Database recreate performance

ts678 · February 20, 2023, 12:30am

Maybe here:

duplicati/duplicati/blob/666b2281032460254839fdc3b6e1055fdf7ce1db/Duplicati/Library/Main/Options.cs#L38-L41


      
          /// <summary>

          /// The default block size

          /// </summary>

          private const string DEFAULT_BLOCKSIZE = "100kb";

I’d agree, although there might still be improvements possible for some areas such as recreate.
If, for example, it’s doing anything (e.g. SQL) per-block, that will really add up with many blocks.
@gpatel-fr has likely looked at that more than I have, in addition to being better at C# and SQL.

That would simplify it, if it winds up being a standalone. A less complex rewriter is described at:

Re encrypt remote back end files (referencing a Python script from forum user @Wim_Jansen)

and it also gets into more of the little details of the files. First thing to do might be to open a few.
Format doesn’t seem super complicated. A file is either a block or a blocklist that lists its blocks.
Both cases identify a block by its SHA-256 hash, sometimes directly, sometimes after a Base64.

The challenge is that a hash is one-way, so hash of (say) 10 blocks in sequence can’t be known
unless the blocks are around. Unfortunately they’re packed into dblock files, but can be undone,
however that’s more storage space temporarily while repacking data into larger blocks per spec.

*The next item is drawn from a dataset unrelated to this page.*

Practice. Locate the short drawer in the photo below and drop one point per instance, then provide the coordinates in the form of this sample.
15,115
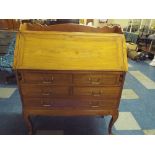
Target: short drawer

Following the idea of opening a few files, unzip of a dblock can just drop all its blocks right there.
The dindex file has a vol folder with a file of JSON data describing the contents of its dblock file.
There might also be a list folder to hold redundant copies of blocklists also in its big dblock file.

EDIT:

Duplicati.CommandLine.RecoveryTool.exe is another rewriter, in C#, working on recompression.
Duplicati.CommandLine.BackendTool.exe might possibly be the basis for a file uploader where it
matters that the uploaded files wind up looking like Duplicati made them. Google Drive likes that.